I don’t know how many times I’ve heard Jeff Denham say that we must secure the border first and how he has supported a pathway to citizenship for those who were brought here illegally by their parents.

Denham is only one of 435 people in Congress. Here’s the truth: Denham bucked GOP leadership in April and signaled that he had enough votes needed to force a vote in the House on four immigration bills to protect Dreamers. At the time Denham hoped the announcement would prompt Speaker Paul D. Ryan to voluntarily bring the bills up for a vote, rather than risk the embarrassment of being forced to do so by fellow Republicans. But Ryan said he didn’t support Denham’s idea of a “Queen of the Hill” vote on immigration because Trump would veto it. Additionally, Ryan said the Senate already had rejected versions of the bills Denham wanted to bring to a vote.

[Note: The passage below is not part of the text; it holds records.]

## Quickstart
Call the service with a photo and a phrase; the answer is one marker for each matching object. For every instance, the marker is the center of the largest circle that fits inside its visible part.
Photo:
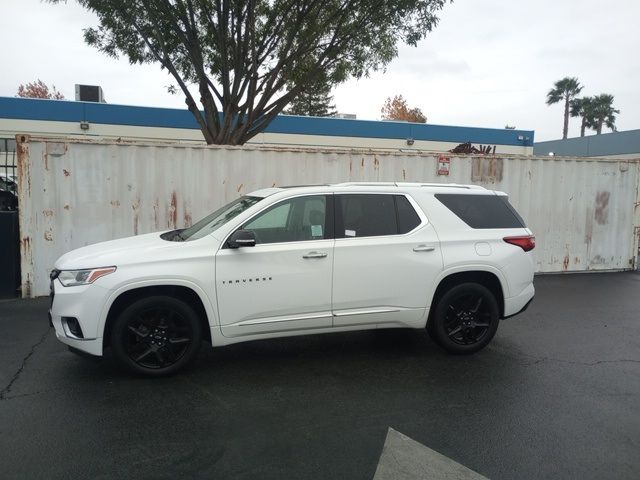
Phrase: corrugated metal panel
(74, 193)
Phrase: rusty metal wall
(75, 192)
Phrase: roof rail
(365, 184)
(453, 185)
(407, 184)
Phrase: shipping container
(73, 192)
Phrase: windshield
(218, 218)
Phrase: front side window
(293, 220)
(218, 218)
(371, 215)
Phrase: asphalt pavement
(555, 395)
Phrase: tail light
(527, 242)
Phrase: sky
(487, 64)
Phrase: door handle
(314, 255)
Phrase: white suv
(299, 260)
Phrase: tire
(156, 336)
(465, 319)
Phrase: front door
(284, 282)
(386, 257)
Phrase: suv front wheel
(465, 319)
(156, 336)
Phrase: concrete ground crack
(6, 390)
(537, 360)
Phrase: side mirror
(242, 238)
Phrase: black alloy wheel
(156, 336)
(465, 319)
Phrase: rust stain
(188, 221)
(602, 207)
(156, 210)
(25, 243)
(24, 171)
(136, 220)
(173, 210)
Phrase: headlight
(72, 278)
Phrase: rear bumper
(517, 304)
(522, 310)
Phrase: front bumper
(83, 303)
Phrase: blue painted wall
(102, 113)
(616, 143)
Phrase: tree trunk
(565, 130)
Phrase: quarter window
(371, 215)
(408, 219)
(294, 220)
(482, 211)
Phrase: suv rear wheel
(156, 336)
(465, 319)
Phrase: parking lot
(556, 395)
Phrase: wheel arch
(181, 292)
(491, 280)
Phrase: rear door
(386, 256)
(284, 282)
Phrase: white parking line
(405, 459)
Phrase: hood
(123, 251)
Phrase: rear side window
(482, 211)
(370, 215)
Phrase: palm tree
(566, 89)
(603, 113)
(582, 107)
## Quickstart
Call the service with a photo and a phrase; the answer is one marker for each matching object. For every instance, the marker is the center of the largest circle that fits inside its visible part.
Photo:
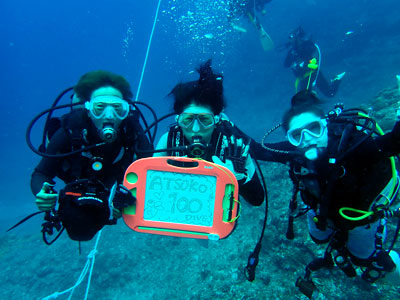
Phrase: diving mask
(314, 129)
(105, 106)
(205, 120)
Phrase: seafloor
(131, 265)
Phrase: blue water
(47, 45)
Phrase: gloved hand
(229, 165)
(116, 213)
(46, 199)
(237, 150)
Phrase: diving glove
(229, 165)
(47, 197)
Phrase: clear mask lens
(206, 120)
(296, 135)
(103, 106)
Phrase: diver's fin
(266, 41)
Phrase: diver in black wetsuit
(301, 51)
(200, 121)
(347, 181)
(106, 121)
(249, 9)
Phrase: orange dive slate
(181, 197)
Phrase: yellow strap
(366, 214)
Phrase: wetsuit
(250, 188)
(297, 59)
(79, 131)
(355, 181)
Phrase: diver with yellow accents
(250, 9)
(304, 59)
(342, 166)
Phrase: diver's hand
(116, 213)
(237, 151)
(229, 165)
(46, 199)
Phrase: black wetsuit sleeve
(290, 59)
(252, 191)
(389, 144)
(142, 142)
(258, 152)
(47, 168)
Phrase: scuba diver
(345, 174)
(89, 149)
(304, 59)
(250, 8)
(208, 134)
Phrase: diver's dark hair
(94, 80)
(303, 101)
(207, 91)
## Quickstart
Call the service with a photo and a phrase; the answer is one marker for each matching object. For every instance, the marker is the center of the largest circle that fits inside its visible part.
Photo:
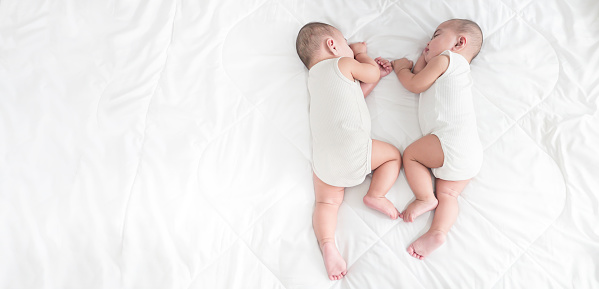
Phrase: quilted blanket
(166, 144)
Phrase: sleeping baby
(450, 145)
(343, 153)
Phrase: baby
(450, 145)
(340, 76)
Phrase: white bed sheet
(166, 144)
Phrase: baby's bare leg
(324, 221)
(445, 216)
(421, 155)
(386, 163)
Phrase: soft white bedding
(166, 144)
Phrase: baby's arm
(422, 80)
(362, 68)
(420, 64)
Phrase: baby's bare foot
(426, 244)
(417, 208)
(382, 205)
(333, 261)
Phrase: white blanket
(166, 144)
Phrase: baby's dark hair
(309, 39)
(473, 30)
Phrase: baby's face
(343, 46)
(444, 38)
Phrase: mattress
(166, 144)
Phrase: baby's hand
(384, 66)
(359, 47)
(399, 64)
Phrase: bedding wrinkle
(141, 151)
(167, 144)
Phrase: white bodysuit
(446, 110)
(340, 124)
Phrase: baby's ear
(331, 46)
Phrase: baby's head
(457, 35)
(319, 41)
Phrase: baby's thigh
(383, 152)
(427, 150)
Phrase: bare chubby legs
(418, 157)
(386, 163)
(421, 155)
(324, 221)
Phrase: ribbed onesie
(446, 110)
(340, 124)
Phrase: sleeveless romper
(447, 111)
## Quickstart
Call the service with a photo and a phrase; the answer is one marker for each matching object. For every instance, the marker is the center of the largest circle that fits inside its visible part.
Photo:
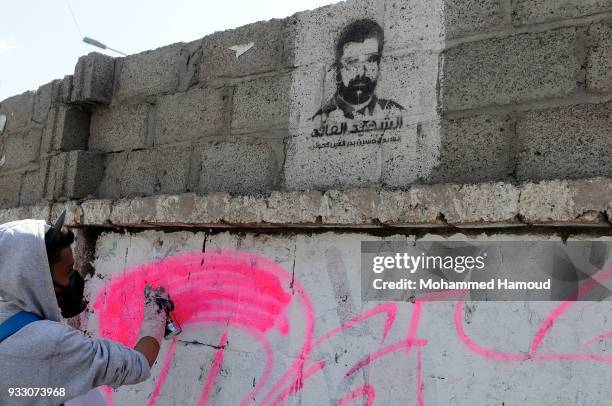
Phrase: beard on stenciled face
(358, 71)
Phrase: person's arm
(149, 347)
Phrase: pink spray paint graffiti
(239, 291)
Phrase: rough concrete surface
(267, 153)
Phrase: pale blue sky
(39, 41)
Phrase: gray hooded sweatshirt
(49, 353)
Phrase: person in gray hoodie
(48, 353)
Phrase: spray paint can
(172, 327)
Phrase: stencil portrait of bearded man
(357, 63)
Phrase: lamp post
(98, 44)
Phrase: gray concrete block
(121, 127)
(148, 73)
(42, 103)
(538, 11)
(191, 115)
(21, 148)
(67, 129)
(409, 80)
(565, 143)
(412, 158)
(310, 36)
(412, 24)
(244, 165)
(463, 17)
(219, 61)
(84, 172)
(189, 71)
(474, 149)
(306, 95)
(73, 175)
(515, 69)
(62, 90)
(146, 172)
(73, 129)
(599, 65)
(261, 104)
(18, 111)
(313, 164)
(10, 186)
(93, 79)
(32, 187)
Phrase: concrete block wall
(472, 353)
(473, 91)
(268, 294)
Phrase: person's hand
(156, 305)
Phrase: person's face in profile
(358, 70)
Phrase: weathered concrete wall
(262, 287)
(492, 119)
(467, 92)
(238, 346)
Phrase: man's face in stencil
(358, 70)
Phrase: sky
(41, 40)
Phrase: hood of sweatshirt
(25, 276)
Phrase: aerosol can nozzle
(172, 327)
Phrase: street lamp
(98, 44)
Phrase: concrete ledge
(585, 202)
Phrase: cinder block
(67, 129)
(463, 17)
(538, 11)
(565, 143)
(42, 103)
(261, 104)
(192, 114)
(62, 90)
(409, 80)
(310, 166)
(412, 158)
(18, 110)
(93, 79)
(72, 129)
(474, 149)
(10, 186)
(306, 95)
(219, 61)
(146, 172)
(124, 126)
(515, 69)
(189, 72)
(32, 187)
(148, 73)
(310, 36)
(243, 166)
(412, 24)
(599, 66)
(73, 175)
(21, 148)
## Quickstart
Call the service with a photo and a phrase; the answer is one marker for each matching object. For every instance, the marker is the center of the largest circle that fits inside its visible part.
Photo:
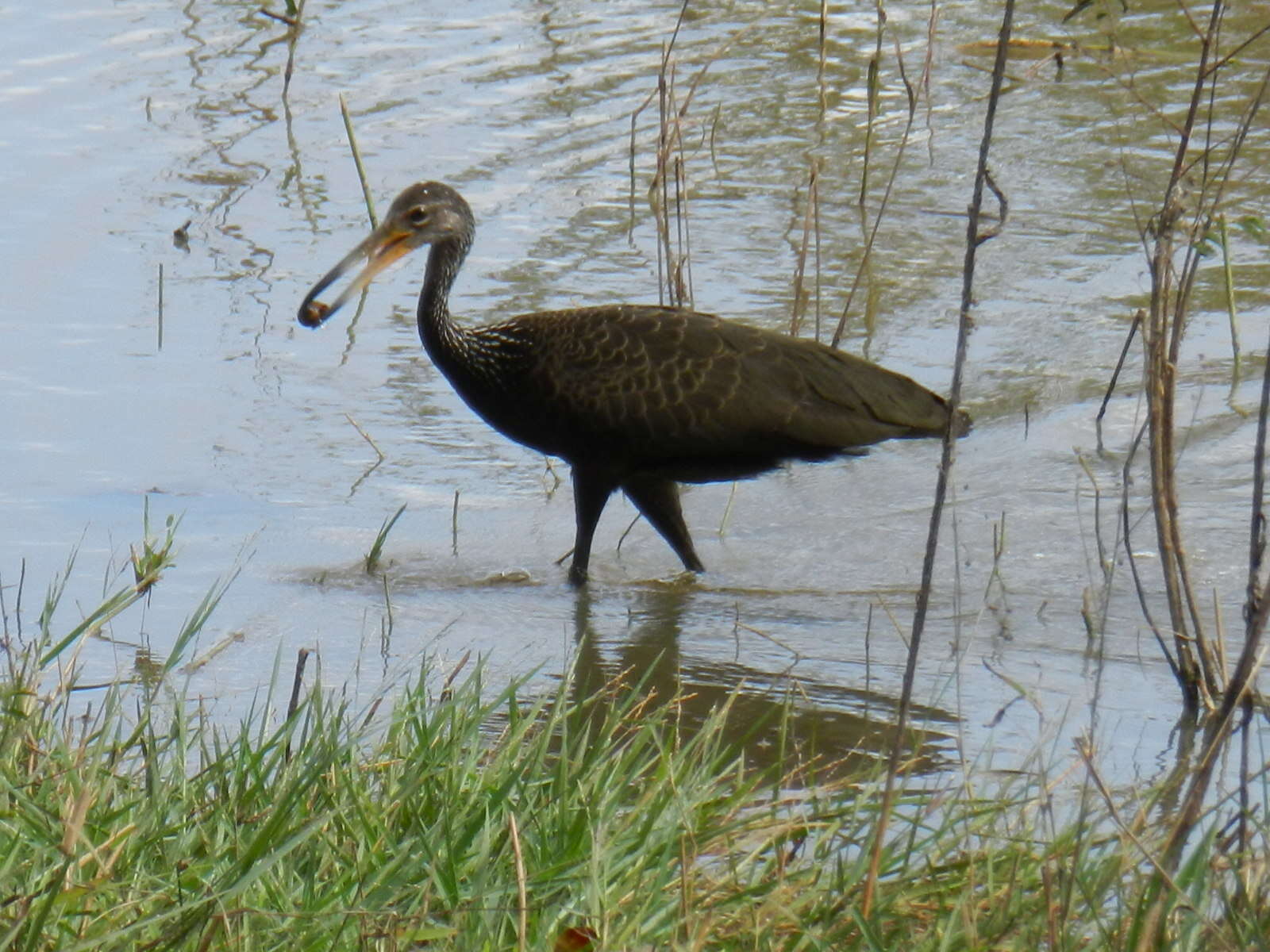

The Harder hit piece suggests “Denham approved of a local detention center that is incarcerating children, saying after he visited it that he liked it so much he’d send his own kids there.”

Stop. First. The kids weren’t “incarcerated”; they weren’t in jail. They were being cared for in a home looking after their welfare because they were either detained for illegal U.S. entry of their parents or they were sent across the border – sometimes from South America and all the way through Mexico – alone.

Denham found the facility clean and the two girls there were even treated to field trips. But on Aug. 1 Denham also told Fox News: “We should not need any of these facilities at all. We should be securing our borders, stopping the catch and release program and fixing our overall broken immigration system, including an earned pathway.”

The fact that Democrats make hay over children detained at the border is proof that they really thirst for open borders. Denham has publicly condemned sanctuary cities but Harder seems to advocate for them when during a debate publicly stated: “I think we need an, uh, uh, uh, an immigration policy that allows cities to do what’s best for them.”